This ‘Hinds’ article was written by Ian Bourne, a GIGsoup contributor
Once someone has a reputation, it’s hard to get rid of it. And Hinds are four girls from Madrid with a reputation for stage invasions. Sure enough, two songs from the end of their hot and sweaty set, a dribble turns into a tide and soon they’re swamped, as the front of the mosh pit moves on stage. Generous to the last and hooked on having fun, Hinds declare it “the best end to a gig, ever”. The truth is the stage invasion happens at every Hinds gig, but usually after they ask for it. Tonight it’s spontaneous, like an earlier Mexican wave during ‘Garden’, a song with a great little riff and which ends with a self-conscious bass solo by Ade Martin.
Right from the start, the bond between Hinds and the crowd is what defines their set. It’s close up and personal. Singer and guitarist Ana Perrote tells us that they love this compared with the festivals they’ve been playing the last two months, where the audience is needlessly kept far from the stage behind barriers. This gig, the first at snug new London venue Moth Club, is as far removed from a festival set as possible.

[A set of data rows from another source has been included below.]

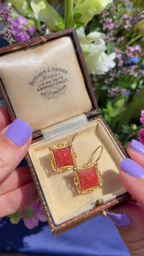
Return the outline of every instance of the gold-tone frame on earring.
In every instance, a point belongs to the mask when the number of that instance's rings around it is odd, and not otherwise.
[[[61,167],[61,168],[57,168],[53,151],[54,150],[60,150],[60,149],[64,149],[64,148],[69,148],[70,149],[71,156],[72,156],[74,164],[73,165],[68,165],[68,166],[64,166],[64,167]],[[68,144],[58,144],[57,146],[50,147],[50,157],[49,158],[50,158],[50,163],[51,163],[51,167],[52,167],[52,169],[53,169],[54,172],[66,172],[66,171],[71,169],[74,167],[74,165],[76,165],[76,153],[75,153],[75,151],[73,150],[72,143],[68,143]]]
[[[97,176],[97,178],[98,178],[98,183],[99,183],[99,186],[96,186],[96,187],[89,187],[89,188],[86,188],[85,190],[82,190],[81,188],[81,185],[80,185],[80,179],[79,179],[79,176],[78,176],[78,172],[80,170],[83,170],[83,169],[90,169],[92,167],[94,167],[95,169],[95,172],[96,172],[96,176]],[[77,193],[78,195],[81,195],[81,194],[89,194],[89,193],[92,193],[94,190],[97,189],[97,188],[100,188],[103,187],[103,184],[102,184],[102,178],[101,178],[101,173],[100,171],[98,170],[98,167],[97,167],[97,162],[94,162],[94,163],[87,163],[87,164],[85,164],[83,165],[83,167],[77,167],[76,165],[74,167],[74,183],[76,187],[76,190],[77,190]]]

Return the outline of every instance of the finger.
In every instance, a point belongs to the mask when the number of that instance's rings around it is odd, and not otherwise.
[[[11,123],[11,118],[8,114],[5,106],[0,106],[0,131]]]
[[[0,196],[32,181],[29,168],[20,167],[0,182]]]
[[[33,182],[0,196],[0,217],[23,210],[34,203],[37,198],[38,195]]]
[[[0,136],[0,181],[24,158],[31,144],[32,132],[32,129],[27,123],[16,119],[6,133]]]
[[[144,145],[132,141],[127,151],[132,160],[126,158],[122,161],[120,178],[130,194],[144,206]]]
[[[127,146],[127,152],[133,160],[144,168],[144,145],[135,140],[132,140],[132,142]]]
[[[144,255],[144,209],[129,202],[108,212],[131,256]]]
[[[144,206],[144,179],[132,177],[122,169],[120,170],[120,178],[127,191]]]

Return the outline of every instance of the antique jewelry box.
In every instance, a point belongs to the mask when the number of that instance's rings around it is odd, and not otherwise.
[[[12,120],[33,129],[26,160],[51,232],[105,215],[127,200],[119,178],[126,152],[99,114],[75,29],[4,47],[0,60]]]

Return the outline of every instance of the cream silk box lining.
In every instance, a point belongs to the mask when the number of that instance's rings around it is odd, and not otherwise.
[[[73,142],[73,148],[76,153],[78,166],[88,161],[97,146],[104,147],[98,162],[103,187],[87,195],[77,195],[73,170],[53,173],[49,160],[49,147],[67,142],[76,133],[78,133]],[[67,135],[36,142],[31,146],[29,153],[56,224],[93,208],[98,198],[110,200],[126,191],[119,178],[123,154],[100,119],[87,123],[83,128],[76,129]]]

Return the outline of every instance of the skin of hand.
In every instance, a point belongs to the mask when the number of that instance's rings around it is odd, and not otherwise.
[[[32,142],[32,135],[17,145],[11,140],[11,120],[4,106],[0,107],[0,217],[22,210],[38,196],[28,167],[17,168]],[[26,126],[27,127],[27,126]],[[12,128],[11,128],[12,130]],[[21,129],[20,129],[21,130]],[[21,131],[20,131],[21,133]]]
[[[132,147],[136,143],[137,147]],[[122,162],[120,178],[135,200],[112,209],[108,216],[115,224],[131,256],[144,255],[144,145],[133,140],[127,147],[130,160]],[[138,165],[137,165],[138,163]],[[137,165],[137,166],[136,166]],[[138,204],[138,203],[139,204]]]

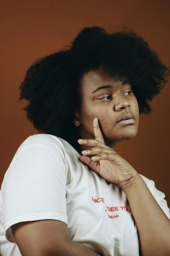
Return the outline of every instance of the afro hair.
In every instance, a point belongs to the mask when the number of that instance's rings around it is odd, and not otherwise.
[[[79,91],[84,75],[101,67],[116,80],[128,78],[139,114],[151,112],[149,102],[170,74],[158,54],[127,26],[111,33],[98,26],[85,27],[69,45],[35,61],[19,87],[17,102],[28,101],[22,109],[39,133],[61,138],[77,150],[73,116],[81,104]]]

Hinds nail it, despite dodgy sound mixing at the start. Opener ‘Warning With The Curling’ has barely audible lyrics and Ana’s kazoo hardly pierces the churning and deliberately lo-fi and spare guitar sound that marks out Hinds as queens of new garage. The fast-slow, stop-start rhythm is held tight by bassist Ade and always-smiling drummer Amber Grimbergen, while the sound quality gradually improves. Two guitars, bass, drums, two vocals and that kazoo. ‘Trippy Gum’ does more of the same grinding restraint before bursting out into an infectious “ooh ooh” chorus.

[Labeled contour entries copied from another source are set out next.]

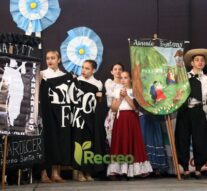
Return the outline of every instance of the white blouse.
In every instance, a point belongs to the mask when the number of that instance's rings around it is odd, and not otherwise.
[[[191,78],[190,73],[194,74],[193,70],[191,70],[188,73],[188,78]],[[203,72],[200,72],[197,79],[201,82],[202,100],[203,102],[206,102],[207,100],[207,76]],[[197,103],[199,103],[199,101],[195,98],[192,98],[189,102],[190,105],[197,104]]]
[[[65,75],[65,73],[62,72],[59,69],[54,71],[51,68],[47,68],[46,70],[40,71],[40,75],[42,76],[42,78],[44,80],[47,80],[47,79],[50,79],[50,78],[56,78],[56,77],[59,77],[59,76],[63,76],[63,75]]]
[[[105,82],[107,105],[111,107],[112,99],[114,97],[114,89],[121,88],[122,85],[114,82],[112,79],[107,79]]]
[[[119,99],[120,98],[120,91],[121,91],[121,88],[116,88],[114,89],[114,98],[115,99]],[[133,96],[133,91],[132,89],[127,89],[127,95],[133,99],[134,96]],[[133,110],[132,107],[129,105],[129,103],[123,99],[120,106],[119,106],[119,110]]]
[[[94,86],[98,88],[99,91],[102,91],[102,88],[103,88],[102,82],[94,78],[94,76],[91,76],[89,79],[85,79],[83,76],[79,76],[78,80],[88,82],[89,84],[93,84]]]

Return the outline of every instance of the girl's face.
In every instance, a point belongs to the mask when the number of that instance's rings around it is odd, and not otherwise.
[[[114,78],[121,78],[122,66],[119,64],[114,65],[113,69],[111,70],[111,74]]]
[[[83,63],[81,75],[85,79],[89,79],[93,75],[94,71],[95,69],[93,69],[92,64],[90,62]]]
[[[46,55],[46,63],[47,63],[48,68],[51,68],[53,70],[57,70],[58,65],[60,63],[60,58],[56,52],[52,52],[52,51],[48,52]]]
[[[125,88],[130,88],[131,87],[131,78],[130,78],[128,72],[122,72],[121,73],[121,84]]]
[[[203,70],[203,68],[205,67],[205,58],[200,55],[195,56],[191,64],[193,66],[193,69]]]

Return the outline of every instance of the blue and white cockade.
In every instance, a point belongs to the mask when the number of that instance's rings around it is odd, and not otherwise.
[[[17,26],[25,32],[41,32],[60,15],[58,0],[10,0],[10,12]]]
[[[64,68],[76,75],[81,74],[84,60],[97,62],[97,70],[102,62],[103,44],[100,37],[87,27],[77,27],[68,31],[68,37],[62,42],[62,64]]]

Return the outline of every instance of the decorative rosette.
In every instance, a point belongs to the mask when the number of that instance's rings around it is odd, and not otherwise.
[[[68,31],[68,37],[62,42],[62,64],[76,75],[81,74],[84,60],[97,62],[97,70],[102,62],[103,44],[99,36],[87,27],[77,27]]]
[[[10,12],[25,32],[41,32],[60,15],[58,0],[10,0]]]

‘Fat Calmed Kiddos’ has another raucous dose of the trademark vocal interplay and raw guitar duelling between Carlotta Cosials and Ana Perrote, and a bubble gum refrain that sparks the first mad mosh of the night, before a big cheesy ending. The band speed straight into ‘Between Cans’, known by everyone as ‘Baby’ because that’s what’s repetitively chanted. Short, sweet and intoxicating.
“Everyone please make love,” says Carlotta as she introduces the upliftingly plaintiff ‘Easy’. The crowd by now are clapping along, utterly won over by Hinds’ unrelentingly cheerful stage presence and the chiming, charming riffs. Fan favourite ‘Bamboo’ triggers a step up in the moshing in front of the tiny stage, knocking Ana’s microphone stand into her face, with plenty of the young audience now singing along. ‘San Diego’ has sweet garage guitar that pierces the by now tropical atmosphere like shards while the lyrics promise beach party frolics.

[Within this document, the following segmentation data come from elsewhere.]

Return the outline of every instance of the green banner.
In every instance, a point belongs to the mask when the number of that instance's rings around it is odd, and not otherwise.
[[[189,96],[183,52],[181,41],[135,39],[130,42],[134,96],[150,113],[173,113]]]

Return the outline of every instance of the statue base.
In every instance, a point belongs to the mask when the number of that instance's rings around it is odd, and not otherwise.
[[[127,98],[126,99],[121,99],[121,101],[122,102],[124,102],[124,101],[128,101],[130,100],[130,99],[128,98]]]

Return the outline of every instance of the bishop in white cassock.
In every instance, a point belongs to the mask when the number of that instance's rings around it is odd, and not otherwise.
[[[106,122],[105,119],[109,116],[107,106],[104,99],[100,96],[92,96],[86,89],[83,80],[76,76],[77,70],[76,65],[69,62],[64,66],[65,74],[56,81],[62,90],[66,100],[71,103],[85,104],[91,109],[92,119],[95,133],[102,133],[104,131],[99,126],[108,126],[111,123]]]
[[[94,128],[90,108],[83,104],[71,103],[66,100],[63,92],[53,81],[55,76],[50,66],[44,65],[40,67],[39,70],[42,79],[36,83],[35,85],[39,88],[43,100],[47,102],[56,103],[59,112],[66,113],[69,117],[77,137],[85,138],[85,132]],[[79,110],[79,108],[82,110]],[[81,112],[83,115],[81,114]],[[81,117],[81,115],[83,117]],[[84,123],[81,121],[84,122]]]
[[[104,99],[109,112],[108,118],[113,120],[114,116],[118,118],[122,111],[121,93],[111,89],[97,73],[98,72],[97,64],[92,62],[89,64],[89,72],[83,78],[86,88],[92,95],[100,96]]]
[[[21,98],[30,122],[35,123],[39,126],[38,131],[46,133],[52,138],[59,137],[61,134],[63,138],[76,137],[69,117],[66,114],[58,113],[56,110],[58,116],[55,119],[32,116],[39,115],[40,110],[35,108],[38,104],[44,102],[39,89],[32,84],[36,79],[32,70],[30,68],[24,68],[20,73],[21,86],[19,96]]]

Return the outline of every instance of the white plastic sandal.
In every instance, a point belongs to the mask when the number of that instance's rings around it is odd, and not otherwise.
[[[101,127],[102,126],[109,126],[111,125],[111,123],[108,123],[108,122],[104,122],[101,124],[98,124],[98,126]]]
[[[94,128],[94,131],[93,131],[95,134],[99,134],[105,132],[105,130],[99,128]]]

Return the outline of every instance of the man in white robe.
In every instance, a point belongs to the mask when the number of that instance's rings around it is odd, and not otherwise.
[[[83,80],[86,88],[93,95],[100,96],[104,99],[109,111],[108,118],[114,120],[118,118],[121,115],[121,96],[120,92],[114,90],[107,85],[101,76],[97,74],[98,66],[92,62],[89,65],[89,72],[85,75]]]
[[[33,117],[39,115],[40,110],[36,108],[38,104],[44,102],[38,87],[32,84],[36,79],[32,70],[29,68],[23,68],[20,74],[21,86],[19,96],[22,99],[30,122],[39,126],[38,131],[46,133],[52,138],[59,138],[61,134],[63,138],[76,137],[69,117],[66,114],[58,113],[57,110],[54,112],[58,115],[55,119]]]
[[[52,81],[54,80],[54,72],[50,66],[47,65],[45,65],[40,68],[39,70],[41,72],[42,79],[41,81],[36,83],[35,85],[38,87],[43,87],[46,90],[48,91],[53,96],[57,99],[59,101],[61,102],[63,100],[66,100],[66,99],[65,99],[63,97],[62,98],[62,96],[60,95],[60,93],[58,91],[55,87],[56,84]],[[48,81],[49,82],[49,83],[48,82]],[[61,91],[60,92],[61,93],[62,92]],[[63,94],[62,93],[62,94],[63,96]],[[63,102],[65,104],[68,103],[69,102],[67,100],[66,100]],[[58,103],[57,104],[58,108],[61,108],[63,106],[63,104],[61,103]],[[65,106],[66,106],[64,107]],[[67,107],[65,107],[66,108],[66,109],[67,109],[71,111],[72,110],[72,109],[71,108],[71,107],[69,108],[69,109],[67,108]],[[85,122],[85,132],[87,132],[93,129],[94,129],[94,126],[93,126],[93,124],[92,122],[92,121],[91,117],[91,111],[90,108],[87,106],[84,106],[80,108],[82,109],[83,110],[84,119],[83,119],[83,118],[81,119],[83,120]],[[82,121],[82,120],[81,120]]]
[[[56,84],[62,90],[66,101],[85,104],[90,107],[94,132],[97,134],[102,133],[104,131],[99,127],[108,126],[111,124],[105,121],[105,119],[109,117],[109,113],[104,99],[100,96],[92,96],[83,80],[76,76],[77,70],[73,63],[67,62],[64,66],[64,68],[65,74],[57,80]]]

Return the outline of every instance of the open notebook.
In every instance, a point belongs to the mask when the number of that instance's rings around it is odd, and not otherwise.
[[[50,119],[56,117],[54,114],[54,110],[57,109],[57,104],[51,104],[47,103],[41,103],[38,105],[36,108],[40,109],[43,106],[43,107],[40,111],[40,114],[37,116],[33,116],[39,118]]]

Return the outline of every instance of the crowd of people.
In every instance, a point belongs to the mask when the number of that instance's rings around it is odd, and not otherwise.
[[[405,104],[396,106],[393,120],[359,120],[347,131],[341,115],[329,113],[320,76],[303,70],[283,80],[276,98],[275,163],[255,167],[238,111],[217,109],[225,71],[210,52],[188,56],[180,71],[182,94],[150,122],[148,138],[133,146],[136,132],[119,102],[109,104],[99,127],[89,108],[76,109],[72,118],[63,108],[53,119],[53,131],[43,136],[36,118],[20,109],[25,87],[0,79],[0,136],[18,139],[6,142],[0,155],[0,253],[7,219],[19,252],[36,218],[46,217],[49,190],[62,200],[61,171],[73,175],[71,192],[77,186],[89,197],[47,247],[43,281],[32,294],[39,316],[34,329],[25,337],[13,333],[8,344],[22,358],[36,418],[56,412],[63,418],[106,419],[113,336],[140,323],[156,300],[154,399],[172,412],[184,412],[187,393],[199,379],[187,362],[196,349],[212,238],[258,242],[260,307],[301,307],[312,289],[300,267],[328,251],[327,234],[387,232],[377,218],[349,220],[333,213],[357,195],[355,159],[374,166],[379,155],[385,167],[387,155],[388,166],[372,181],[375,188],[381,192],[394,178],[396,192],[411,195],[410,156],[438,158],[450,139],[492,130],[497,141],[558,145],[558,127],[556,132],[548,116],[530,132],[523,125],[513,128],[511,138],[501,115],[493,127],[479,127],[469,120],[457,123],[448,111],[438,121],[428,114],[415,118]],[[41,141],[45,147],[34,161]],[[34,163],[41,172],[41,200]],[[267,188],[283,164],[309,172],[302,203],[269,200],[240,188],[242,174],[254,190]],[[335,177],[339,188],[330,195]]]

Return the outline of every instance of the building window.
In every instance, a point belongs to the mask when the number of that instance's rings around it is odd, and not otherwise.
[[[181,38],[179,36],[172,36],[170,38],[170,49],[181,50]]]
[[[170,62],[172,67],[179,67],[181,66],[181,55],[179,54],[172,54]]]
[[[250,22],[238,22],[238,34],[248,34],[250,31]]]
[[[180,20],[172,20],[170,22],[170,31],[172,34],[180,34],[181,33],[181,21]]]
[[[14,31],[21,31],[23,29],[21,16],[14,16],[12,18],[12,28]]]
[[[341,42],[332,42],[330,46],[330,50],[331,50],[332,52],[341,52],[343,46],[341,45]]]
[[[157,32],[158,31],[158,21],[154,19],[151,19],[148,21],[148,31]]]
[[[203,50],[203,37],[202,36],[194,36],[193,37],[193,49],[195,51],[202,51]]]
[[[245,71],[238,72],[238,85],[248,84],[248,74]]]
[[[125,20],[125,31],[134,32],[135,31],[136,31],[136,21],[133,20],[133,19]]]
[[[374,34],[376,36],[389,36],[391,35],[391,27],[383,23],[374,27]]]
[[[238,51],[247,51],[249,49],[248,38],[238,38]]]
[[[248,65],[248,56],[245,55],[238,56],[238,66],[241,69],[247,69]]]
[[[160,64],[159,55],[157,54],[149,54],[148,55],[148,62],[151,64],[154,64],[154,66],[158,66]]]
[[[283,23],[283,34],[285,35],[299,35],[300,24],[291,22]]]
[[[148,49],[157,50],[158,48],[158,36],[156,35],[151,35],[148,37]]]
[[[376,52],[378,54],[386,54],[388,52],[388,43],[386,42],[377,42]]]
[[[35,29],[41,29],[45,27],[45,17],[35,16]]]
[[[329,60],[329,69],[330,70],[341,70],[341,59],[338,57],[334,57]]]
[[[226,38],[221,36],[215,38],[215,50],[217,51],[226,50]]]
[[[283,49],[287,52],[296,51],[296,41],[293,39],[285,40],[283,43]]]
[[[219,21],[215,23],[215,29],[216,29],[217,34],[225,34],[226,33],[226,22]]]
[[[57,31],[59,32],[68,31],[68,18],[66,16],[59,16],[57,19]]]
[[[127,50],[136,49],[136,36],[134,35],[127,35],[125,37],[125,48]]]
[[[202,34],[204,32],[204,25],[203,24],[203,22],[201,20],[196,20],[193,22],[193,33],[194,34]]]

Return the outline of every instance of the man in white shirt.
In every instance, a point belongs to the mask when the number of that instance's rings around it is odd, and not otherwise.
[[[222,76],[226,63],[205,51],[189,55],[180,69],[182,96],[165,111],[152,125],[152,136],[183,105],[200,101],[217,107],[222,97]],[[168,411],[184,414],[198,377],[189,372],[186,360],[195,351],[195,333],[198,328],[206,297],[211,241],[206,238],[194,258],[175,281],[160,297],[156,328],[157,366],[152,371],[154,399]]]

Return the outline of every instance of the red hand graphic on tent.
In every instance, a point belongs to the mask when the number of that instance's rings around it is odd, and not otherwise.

Another great little riff in ‘Garden’ keeps the mosh going and from somewhere that Mexican wave starts to sweep back and forth. “I can take you dancing,” sing Hinds. Oh, yes, you can. The twisted proto-punk of ‘Castigadas En El Granero’, all single guitar notes sparkling and ricocheting off each other, is performed amid a throng of stage invaders before the anthemic closer ‘Davey Crockett’ sees just about everyone joining in with the repeated punkoid “gabba gabba hey” chant and churning hypnotic song title lyric. It’s a cover of a song by Thee Headcoatees, maverick Kentish cult garage man Billy Childish’s backing group. Hinds have made it their own. Hackney’s hip young things are left wanting more, but there’s no time for encores and everyone’s overheating, overdosed on the energetic foursome from Madrid.